Gegen das Vergessen

Erinnerungen bleiben lebendig, wenn man über sie stolpert … Die Namen der jüdischen Opfer des Zweiten Weltkriegs niemals in Vergessenheit geraten. Deshalb erstrahlen die Meinerzhagener Stolpersteine seit Mittwoch, 5. November, dank der Schülerinnen und Schüler unseres 10. Jahrgangs wieder in neuem Glanz.

Wie schon im vergangenen Jahr wurden die Steine im Rahmen unseres Siegels „Schule ohne Rassismus – Schule mit Courage“ sorgfältig gereinigt. Ein starkes Zeichen gegen das Vergessen – und ein großes Dankeschön an euch, liebe Schülerinnen und Schüler, für euer Engagement!

Die Zehntklässler der Rothensteinschule putzten am Mittwoch, den 5. November 2025, die Stoplersteine in der Innenstadt.
Die Zehntklässler der Rothensteinschule putzten am Mittwoch, den 5. November 2025, die Stoplersteine in der Innenstadt.
Die Zehntklässler der Rothensteinschule putzten am Mittwoch, den 5. November 2025, die Stoplersteine in der Innenstadt.

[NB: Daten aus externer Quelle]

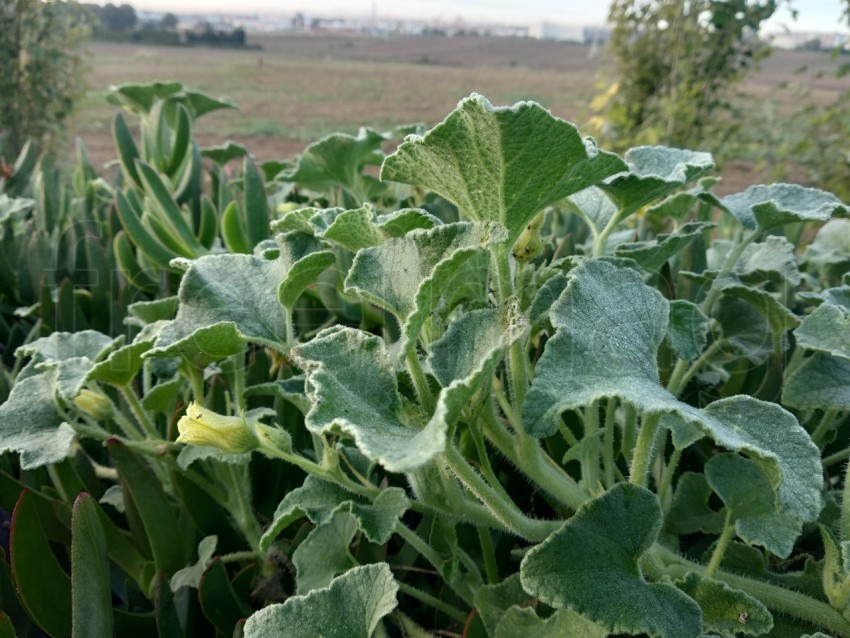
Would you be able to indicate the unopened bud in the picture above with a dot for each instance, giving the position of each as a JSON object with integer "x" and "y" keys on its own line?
{"x": 200, "y": 426}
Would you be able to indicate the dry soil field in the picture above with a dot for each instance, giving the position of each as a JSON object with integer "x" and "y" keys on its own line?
{"x": 297, "y": 88}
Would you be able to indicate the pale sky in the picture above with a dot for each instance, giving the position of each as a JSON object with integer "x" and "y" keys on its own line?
{"x": 814, "y": 15}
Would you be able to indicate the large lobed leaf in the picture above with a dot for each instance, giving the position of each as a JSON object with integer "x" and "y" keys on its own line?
{"x": 501, "y": 164}
{"x": 590, "y": 565}
{"x": 350, "y": 607}
{"x": 609, "y": 325}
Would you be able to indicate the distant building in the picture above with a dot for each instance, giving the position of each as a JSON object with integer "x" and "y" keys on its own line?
{"x": 556, "y": 31}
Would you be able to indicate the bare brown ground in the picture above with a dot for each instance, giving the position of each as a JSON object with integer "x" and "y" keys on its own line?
{"x": 298, "y": 88}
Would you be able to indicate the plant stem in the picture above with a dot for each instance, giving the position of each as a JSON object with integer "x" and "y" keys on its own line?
{"x": 505, "y": 511}
{"x": 645, "y": 449}
{"x": 722, "y": 545}
{"x": 420, "y": 381}
{"x": 436, "y": 603}
{"x": 491, "y": 567}
{"x": 139, "y": 412}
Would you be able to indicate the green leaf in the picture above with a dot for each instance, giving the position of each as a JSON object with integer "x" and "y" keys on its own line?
{"x": 324, "y": 553}
{"x": 42, "y": 585}
{"x": 609, "y": 325}
{"x": 236, "y": 295}
{"x": 726, "y": 610}
{"x": 821, "y": 382}
{"x": 191, "y": 576}
{"x": 501, "y": 164}
{"x": 30, "y": 424}
{"x": 688, "y": 329}
{"x": 91, "y": 589}
{"x": 350, "y": 608}
{"x": 391, "y": 275}
{"x": 522, "y": 621}
{"x": 652, "y": 173}
{"x": 222, "y": 605}
{"x": 590, "y": 565}
{"x": 765, "y": 207}
{"x": 319, "y": 501}
{"x": 690, "y": 512}
{"x": 155, "y": 510}
{"x": 748, "y": 496}
{"x": 338, "y": 160}
{"x": 306, "y": 261}
{"x": 654, "y": 253}
{"x": 826, "y": 330}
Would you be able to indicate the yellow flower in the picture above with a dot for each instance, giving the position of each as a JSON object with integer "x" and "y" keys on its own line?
{"x": 200, "y": 426}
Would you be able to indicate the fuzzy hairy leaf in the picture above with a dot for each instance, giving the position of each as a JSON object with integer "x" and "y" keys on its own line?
{"x": 726, "y": 610}
{"x": 501, "y": 164}
{"x": 653, "y": 172}
{"x": 748, "y": 496}
{"x": 826, "y": 330}
{"x": 319, "y": 500}
{"x": 350, "y": 607}
{"x": 821, "y": 382}
{"x": 770, "y": 206}
{"x": 609, "y": 327}
{"x": 590, "y": 566}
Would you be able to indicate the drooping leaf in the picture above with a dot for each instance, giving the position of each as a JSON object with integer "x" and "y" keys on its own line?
{"x": 820, "y": 383}
{"x": 688, "y": 329}
{"x": 654, "y": 253}
{"x": 501, "y": 164}
{"x": 726, "y": 610}
{"x": 522, "y": 621}
{"x": 766, "y": 207}
{"x": 590, "y": 566}
{"x": 609, "y": 325}
{"x": 652, "y": 173}
{"x": 338, "y": 160}
{"x": 690, "y": 512}
{"x": 191, "y": 576}
{"x": 324, "y": 553}
{"x": 748, "y": 496}
{"x": 826, "y": 330}
{"x": 350, "y": 607}
{"x": 31, "y": 425}
{"x": 319, "y": 500}
{"x": 390, "y": 275}
{"x": 91, "y": 588}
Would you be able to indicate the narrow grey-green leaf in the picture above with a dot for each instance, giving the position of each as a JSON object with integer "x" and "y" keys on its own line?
{"x": 609, "y": 327}
{"x": 688, "y": 329}
{"x": 318, "y": 500}
{"x": 653, "y": 172}
{"x": 767, "y": 207}
{"x": 726, "y": 610}
{"x": 501, "y": 164}
{"x": 30, "y": 424}
{"x": 324, "y": 553}
{"x": 523, "y": 621}
{"x": 826, "y": 330}
{"x": 654, "y": 253}
{"x": 350, "y": 607}
{"x": 748, "y": 495}
{"x": 819, "y": 383}
{"x": 390, "y": 275}
{"x": 590, "y": 566}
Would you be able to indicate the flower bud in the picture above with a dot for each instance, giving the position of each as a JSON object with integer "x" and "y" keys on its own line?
{"x": 94, "y": 404}
{"x": 200, "y": 426}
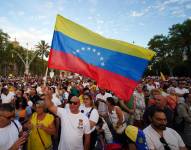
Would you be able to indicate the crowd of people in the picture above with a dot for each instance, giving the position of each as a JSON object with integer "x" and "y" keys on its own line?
{"x": 72, "y": 113}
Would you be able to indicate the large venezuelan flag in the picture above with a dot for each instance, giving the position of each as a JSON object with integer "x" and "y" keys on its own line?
{"x": 115, "y": 65}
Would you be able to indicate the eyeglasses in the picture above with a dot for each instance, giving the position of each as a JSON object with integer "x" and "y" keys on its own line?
{"x": 165, "y": 144}
{"x": 73, "y": 103}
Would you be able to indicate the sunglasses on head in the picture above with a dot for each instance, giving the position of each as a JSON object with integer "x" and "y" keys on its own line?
{"x": 165, "y": 144}
{"x": 73, "y": 103}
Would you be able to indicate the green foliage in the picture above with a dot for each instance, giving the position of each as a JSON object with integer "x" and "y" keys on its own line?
{"x": 10, "y": 63}
{"x": 171, "y": 51}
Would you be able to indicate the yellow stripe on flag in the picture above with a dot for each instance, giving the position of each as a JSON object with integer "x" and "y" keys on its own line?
{"x": 84, "y": 35}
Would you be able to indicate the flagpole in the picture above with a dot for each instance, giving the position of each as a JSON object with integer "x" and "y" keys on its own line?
{"x": 45, "y": 77}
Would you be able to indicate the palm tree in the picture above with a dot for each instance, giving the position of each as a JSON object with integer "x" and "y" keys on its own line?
{"x": 42, "y": 48}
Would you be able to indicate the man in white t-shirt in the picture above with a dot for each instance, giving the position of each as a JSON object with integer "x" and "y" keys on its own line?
{"x": 181, "y": 90}
{"x": 6, "y": 96}
{"x": 160, "y": 137}
{"x": 74, "y": 125}
{"x": 101, "y": 98}
{"x": 9, "y": 130}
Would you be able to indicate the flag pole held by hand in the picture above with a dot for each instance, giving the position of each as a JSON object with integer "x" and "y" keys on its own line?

Zehntklässler lernen Stolpersteine kennen

Am 30. September unternahmen die Zehntklässler der Rothensteinschule einen Rundgang zu den Stolpersteinen in Meinerzhagen. René Casgrande vom ortsansässigen Heimatverein bot den Schülern eine anschauliche und interaktive Führung.

Im Vorfeld wurde das Thema der NS-Zeit und der Judenverfolgung im Unterricht behandelt, um ein fundiertes Hintergrundwissen zu vermitteln. Bereits in der 9. Klasse haben die Schülerinnen und Schüler das Konzentrationslager in Buchenwald besichtigt.

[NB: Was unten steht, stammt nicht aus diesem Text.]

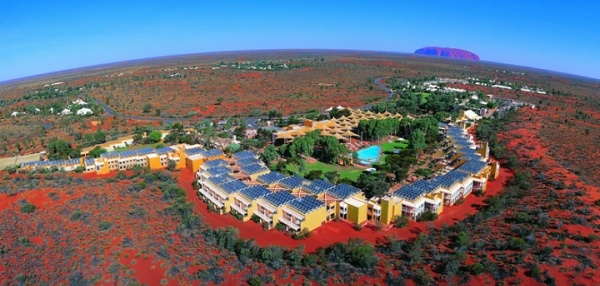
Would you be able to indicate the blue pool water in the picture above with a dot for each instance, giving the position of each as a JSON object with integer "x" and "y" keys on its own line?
{"x": 369, "y": 155}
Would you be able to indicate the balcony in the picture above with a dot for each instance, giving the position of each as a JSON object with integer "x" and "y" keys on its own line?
{"x": 290, "y": 224}
{"x": 211, "y": 198}
{"x": 264, "y": 216}
{"x": 239, "y": 209}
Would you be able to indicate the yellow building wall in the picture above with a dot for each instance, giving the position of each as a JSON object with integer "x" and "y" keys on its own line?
{"x": 314, "y": 219}
{"x": 357, "y": 215}
{"x": 389, "y": 210}
{"x": 254, "y": 176}
{"x": 253, "y": 206}
{"x": 193, "y": 164}
{"x": 154, "y": 162}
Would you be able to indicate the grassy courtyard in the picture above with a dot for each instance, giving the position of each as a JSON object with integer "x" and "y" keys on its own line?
{"x": 351, "y": 173}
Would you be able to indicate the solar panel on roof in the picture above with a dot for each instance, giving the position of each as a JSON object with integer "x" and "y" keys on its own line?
{"x": 233, "y": 186}
{"x": 254, "y": 169}
{"x": 215, "y": 163}
{"x": 306, "y": 204}
{"x": 292, "y": 182}
{"x": 216, "y": 171}
{"x": 244, "y": 154}
{"x": 254, "y": 192}
{"x": 163, "y": 150}
{"x": 472, "y": 167}
{"x": 317, "y": 186}
{"x": 408, "y": 193}
{"x": 343, "y": 191}
{"x": 248, "y": 161}
{"x": 279, "y": 198}
{"x": 270, "y": 178}
{"x": 212, "y": 153}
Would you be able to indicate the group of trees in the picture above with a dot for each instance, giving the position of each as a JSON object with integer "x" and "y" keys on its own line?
{"x": 325, "y": 148}
{"x": 61, "y": 149}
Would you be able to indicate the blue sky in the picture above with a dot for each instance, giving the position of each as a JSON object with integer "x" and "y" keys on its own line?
{"x": 47, "y": 36}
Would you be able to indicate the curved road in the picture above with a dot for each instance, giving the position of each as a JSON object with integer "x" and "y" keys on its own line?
{"x": 250, "y": 120}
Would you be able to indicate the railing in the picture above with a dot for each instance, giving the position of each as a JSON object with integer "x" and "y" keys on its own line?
{"x": 289, "y": 223}
{"x": 264, "y": 216}
{"x": 211, "y": 198}
{"x": 239, "y": 209}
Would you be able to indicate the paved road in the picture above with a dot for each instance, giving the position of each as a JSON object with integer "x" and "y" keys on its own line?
{"x": 251, "y": 121}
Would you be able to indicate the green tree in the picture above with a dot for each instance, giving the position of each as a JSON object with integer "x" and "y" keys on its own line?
{"x": 269, "y": 154}
{"x": 97, "y": 151}
{"x": 99, "y": 137}
{"x": 417, "y": 141}
{"x": 147, "y": 108}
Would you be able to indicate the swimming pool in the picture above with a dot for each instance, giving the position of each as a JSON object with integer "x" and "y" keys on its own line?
{"x": 369, "y": 155}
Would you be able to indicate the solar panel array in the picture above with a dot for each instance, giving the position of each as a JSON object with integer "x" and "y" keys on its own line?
{"x": 450, "y": 178}
{"x": 293, "y": 182}
{"x": 270, "y": 178}
{"x": 129, "y": 153}
{"x": 163, "y": 150}
{"x": 254, "y": 192}
{"x": 248, "y": 161}
{"x": 306, "y": 204}
{"x": 254, "y": 169}
{"x": 317, "y": 187}
{"x": 233, "y": 186}
{"x": 194, "y": 151}
{"x": 244, "y": 154}
{"x": 217, "y": 171}
{"x": 409, "y": 193}
{"x": 216, "y": 163}
{"x": 425, "y": 186}
{"x": 279, "y": 198}
{"x": 220, "y": 180}
{"x": 343, "y": 191}
{"x": 472, "y": 167}
{"x": 212, "y": 153}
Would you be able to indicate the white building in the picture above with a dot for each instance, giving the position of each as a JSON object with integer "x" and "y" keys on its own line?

Die jetzigen Zehntklässler erfuhren während des Rundgangs die Sinnhaftigkeit der Stolpersteine. Diese kleinen Gedenksteine, die in Gehwegen verlegt sind, erinnern an die Opfer des Nationalsozialismus.

Projekt startete 1992

Das Kunstprojekt wurde 1992 von Gunter Demnig ins Leben gerufen. Die erste Steinverlegung fand in Köln statt. Heute ist es das größte dezentrale Mahnmal mit über 100.000 Stolpersteinen in 27 Ländern. Die Daten werden von Hand eingeschlagen, um die Würde der Menschen zu ehren.

Ein besonderer Fokus liegt auf den Familiengeschichten der jüdischen Familien in Meinerzhagen, insbesondere der Familien Stern, Rosenthal und Fischbach sowie der Geschichte der ehemaligen Synagoge Meinerzhagens.

Bewegende Geschichten

Die Schülerinnen und Schüler hörten bewegende Geschichten über das Schicksal dieser Familien während der NS-Zeit und lernten die ehemaligen Wohnorte der Familien kennen, die ihnen anhand alter Fotos gezeigt wurden. Ebenfalls wurde die Geschichte der Verfolgung einzelner Familien in Meinerzhagen vermittelt.

Zusätzlich nutzten die Schülerinnen und Schüler die App „Stolpersteine NRW“, um mehr über die einzelnen Stolpersteine und die dahinterstehenden Geschichten zu erfahren.
Nach dem Rundgang erfolgt eine Nachbereitung, um das Erlebte zu reflektieren und zu vertiefen.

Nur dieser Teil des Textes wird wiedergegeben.